His assertion that some properties are time dependent does not logically mean that global identifiers don’t scale. It means that he does need to think more about his model; the same would be true in a SQL database or OO program.
Ways to improve his model abound in RDF; let’s look at a few:
- He could design a more specific URI. He alluded to this; it means a URI like id:2006/03/07/philDawes
- He could add a date range to his model to indicate when the value was known to be valid.
- He could actually use the context information available in most RDF stores.
Next he makes the point that amibugity is inevitable; I agree with this because ambiguity is a feature of the RDF model; an extremely desirable one that reflects the messy reality of communication.
The fact is that a URI like id:PhilDawes maps unambiguously to a specific individual, rather than any of the thousands of people that share that name (although a real URI based on his email or domain would be a better example URI). Sure, I can say ambiguous things about him, but that’s a function of the vocabulary I choose for properties.
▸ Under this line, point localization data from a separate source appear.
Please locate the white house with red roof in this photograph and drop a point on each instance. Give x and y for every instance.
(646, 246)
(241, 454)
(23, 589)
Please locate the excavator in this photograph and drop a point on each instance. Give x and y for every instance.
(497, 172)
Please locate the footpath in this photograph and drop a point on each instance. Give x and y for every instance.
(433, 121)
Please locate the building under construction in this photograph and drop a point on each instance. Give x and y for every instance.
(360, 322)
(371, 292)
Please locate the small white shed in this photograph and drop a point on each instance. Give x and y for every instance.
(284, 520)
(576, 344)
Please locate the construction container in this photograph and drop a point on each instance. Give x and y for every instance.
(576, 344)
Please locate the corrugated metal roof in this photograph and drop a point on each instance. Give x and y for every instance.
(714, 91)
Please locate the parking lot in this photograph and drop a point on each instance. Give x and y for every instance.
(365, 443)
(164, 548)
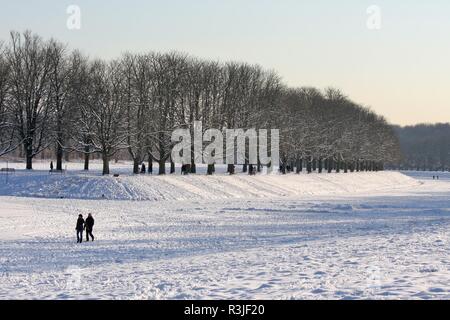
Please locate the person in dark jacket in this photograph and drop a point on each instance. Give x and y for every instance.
(80, 228)
(89, 227)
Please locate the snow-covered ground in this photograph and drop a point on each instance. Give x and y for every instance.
(340, 236)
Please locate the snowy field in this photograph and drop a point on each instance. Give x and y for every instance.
(331, 236)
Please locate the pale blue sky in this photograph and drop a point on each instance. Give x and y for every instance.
(402, 71)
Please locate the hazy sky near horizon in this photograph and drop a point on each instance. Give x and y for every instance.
(401, 71)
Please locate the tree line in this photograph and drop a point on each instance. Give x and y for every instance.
(424, 147)
(55, 98)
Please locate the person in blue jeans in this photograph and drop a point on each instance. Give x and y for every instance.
(89, 225)
(80, 228)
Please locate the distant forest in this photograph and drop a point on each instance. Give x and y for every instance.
(425, 147)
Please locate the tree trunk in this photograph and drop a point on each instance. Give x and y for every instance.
(105, 164)
(135, 166)
(162, 167)
(29, 156)
(59, 156)
(86, 158)
(309, 165)
(150, 164)
(172, 167)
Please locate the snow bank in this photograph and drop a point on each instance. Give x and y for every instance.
(199, 187)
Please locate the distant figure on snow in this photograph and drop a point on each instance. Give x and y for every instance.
(80, 228)
(89, 227)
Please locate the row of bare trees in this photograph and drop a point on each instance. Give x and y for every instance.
(51, 97)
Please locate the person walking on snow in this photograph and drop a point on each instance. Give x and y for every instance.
(89, 225)
(80, 228)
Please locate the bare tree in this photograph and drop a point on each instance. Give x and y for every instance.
(29, 60)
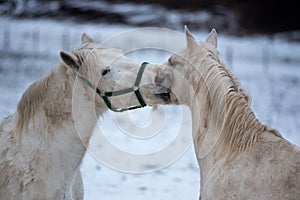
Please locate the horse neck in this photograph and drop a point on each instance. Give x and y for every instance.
(52, 120)
(223, 123)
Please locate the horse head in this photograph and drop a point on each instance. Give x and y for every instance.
(121, 83)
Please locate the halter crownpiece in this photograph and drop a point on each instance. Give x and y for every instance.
(135, 88)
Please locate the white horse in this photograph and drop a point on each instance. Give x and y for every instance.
(239, 157)
(40, 147)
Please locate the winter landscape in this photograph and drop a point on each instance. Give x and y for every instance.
(267, 67)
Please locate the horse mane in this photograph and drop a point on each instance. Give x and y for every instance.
(231, 109)
(28, 105)
(35, 93)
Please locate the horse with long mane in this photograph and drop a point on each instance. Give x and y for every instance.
(41, 149)
(239, 157)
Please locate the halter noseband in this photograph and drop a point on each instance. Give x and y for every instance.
(135, 88)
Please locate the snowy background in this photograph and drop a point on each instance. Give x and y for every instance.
(268, 68)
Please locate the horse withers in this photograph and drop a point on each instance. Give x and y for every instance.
(40, 148)
(239, 157)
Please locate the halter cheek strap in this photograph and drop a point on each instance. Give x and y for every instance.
(135, 88)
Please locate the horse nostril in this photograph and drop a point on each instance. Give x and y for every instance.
(158, 80)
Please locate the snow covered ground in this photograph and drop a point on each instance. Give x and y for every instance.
(268, 68)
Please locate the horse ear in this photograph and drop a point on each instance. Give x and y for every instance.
(212, 38)
(191, 41)
(86, 39)
(70, 60)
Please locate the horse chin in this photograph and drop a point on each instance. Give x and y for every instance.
(164, 97)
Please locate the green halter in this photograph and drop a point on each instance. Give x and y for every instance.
(135, 88)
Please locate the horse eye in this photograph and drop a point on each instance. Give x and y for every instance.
(105, 71)
(171, 60)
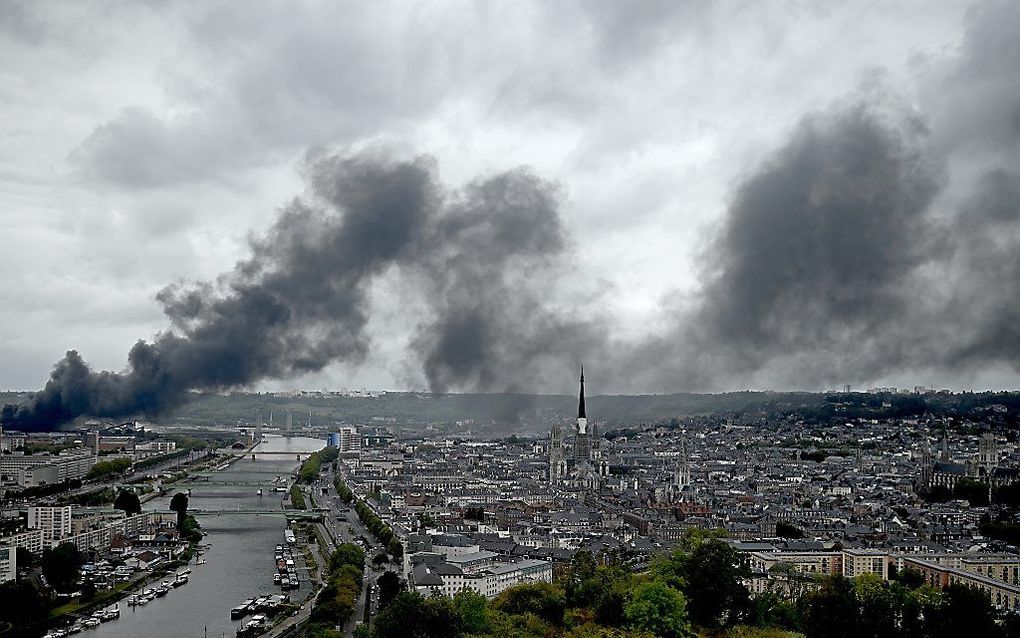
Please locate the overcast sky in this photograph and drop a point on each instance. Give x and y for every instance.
(144, 143)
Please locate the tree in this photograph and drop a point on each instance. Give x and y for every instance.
(60, 566)
(22, 606)
(964, 611)
(713, 576)
(129, 501)
(878, 612)
(543, 599)
(412, 616)
(831, 610)
(88, 590)
(390, 585)
(180, 504)
(784, 529)
(347, 553)
(395, 547)
(657, 607)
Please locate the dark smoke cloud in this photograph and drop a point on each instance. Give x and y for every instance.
(819, 247)
(876, 241)
(300, 302)
(491, 271)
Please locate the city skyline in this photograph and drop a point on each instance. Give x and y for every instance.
(855, 230)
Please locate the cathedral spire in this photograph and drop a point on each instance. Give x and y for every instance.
(580, 400)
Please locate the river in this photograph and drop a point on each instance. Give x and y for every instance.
(239, 561)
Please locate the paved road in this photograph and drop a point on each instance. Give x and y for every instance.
(345, 527)
(340, 525)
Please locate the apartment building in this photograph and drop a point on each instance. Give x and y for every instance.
(54, 522)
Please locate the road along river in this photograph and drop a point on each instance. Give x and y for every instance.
(240, 556)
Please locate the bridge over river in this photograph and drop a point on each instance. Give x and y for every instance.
(298, 514)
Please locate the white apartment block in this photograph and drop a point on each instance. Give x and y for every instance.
(39, 469)
(8, 563)
(102, 537)
(448, 579)
(31, 540)
(54, 522)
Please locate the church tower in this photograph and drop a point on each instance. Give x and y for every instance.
(582, 440)
(987, 451)
(557, 461)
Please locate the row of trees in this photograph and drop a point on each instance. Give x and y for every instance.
(297, 498)
(344, 574)
(152, 461)
(698, 589)
(375, 525)
(379, 529)
(106, 469)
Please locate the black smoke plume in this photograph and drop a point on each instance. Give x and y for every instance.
(300, 301)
I think the blind men and the elephant is a good example here. The blind men agree they are describing the same creature, but they have different information available and therefore conflicting accounts. If they each publish an RDF document describing the elephant, we have one creature (the elephant’s URI) with multiple values for some properties and presumably divergent properties. Untangling this mess is left to the hapless user.
HOWEVER, the beauty of RDF is that the sighted man can come along and create another RDF document, and use the same URI to describe the elephant, resolving the conflict. He can also look at the existing properties and create a unified, consistent description using a standard ontology; which uses URIs to unambiguously identify the properties, which the OWL developer can use in his inference rules…
As for Phil’s belief that you can use database primary keys without worrying about global namespace collision…how do you do that again when a record has different ids in different databases? Oh, you prepend a namespace so I know which database I’m talking about? And you map between the IDs by creating a dictionary (see OWL again for functional propeerties, equivalence, etc)?
All that said, Phil is right when says you need to track context - see my previous post. But that doesn’t lessen the usefulness of the global identifier; if anything, that global identifier makes it far easier to spot issues with data that has come from multiple places.
So to get back on message - Phil makes a very good argument that context is required when working with RDF. Stores that throw away information on the origin of data make it hard to work with data. But he doesn’t make a good case for his contention that global identifiers don’t scale.